ABSTRACT
Here, we report the identification and coding-complete genome sequences of severe acute respiratory syndrome coronavirus 2 (SARS-CoV-2) strains obtained from patients with COVID-19. The strains identified belong to variant of concern B.1.617.2 and variant of interest B.1.617.1.
ANNOUNCEMENT
Human severe acute respiratory syndrome coronavirus 2 (SARS-CoV-2), a member of the family Coronaviridae and genus Betacoronavirus, was first identified in the city of Wuhan, Hubei Province, China, in late December 2019 (1). SARS-CoV-2 was first reported in Morocco in March 2020, and since then, an exponential rise in the number of cases has been experienced by the country, resulting in 549,844 cases and 9,418 deaths as of 16 July 2021 (http://www.covidmaroc.ma). We announce here the coding-complete genome sequences of SARS-CoV-2 strains recovered from two patients who tested positive using a reverse transcription-quantitative PCR assay (RT-qPCR). The study was approved by the Biomedical Research Ethics Committee of Mohammed V University, Faculty of Medicine and Pharmacy, Rabat, Morocco (approval number 17/20, delivered on 12 June 2020).
During surveillance, nasopharyngeal swab samples were obtained on 22 April 2021 from an asymptomatic patient who had traveled from India to Morocco (sample I) and from an asymptomatic Moroccan patient living in Casablanca (sample II).
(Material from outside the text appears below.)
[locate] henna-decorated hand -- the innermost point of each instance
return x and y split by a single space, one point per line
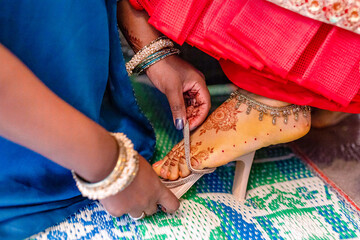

The viral nucleic acids were extracted using the MagPurix viral RNA extraction kit according to the manufacturer’s recommendations (Zinexts Life Science, China). The patients were confirmed as being infected with SARS-CoV-2 by RT-qPCR using the GeneFinder COVID-19 Plus RealAmp kit with threshold cycle (CT) values of 10 (N gene), 12 (E gene), and 14 (RdRp) for sample I and 12, 14, and 15 for the N, E, and RdRp genes, respectively, for sample II.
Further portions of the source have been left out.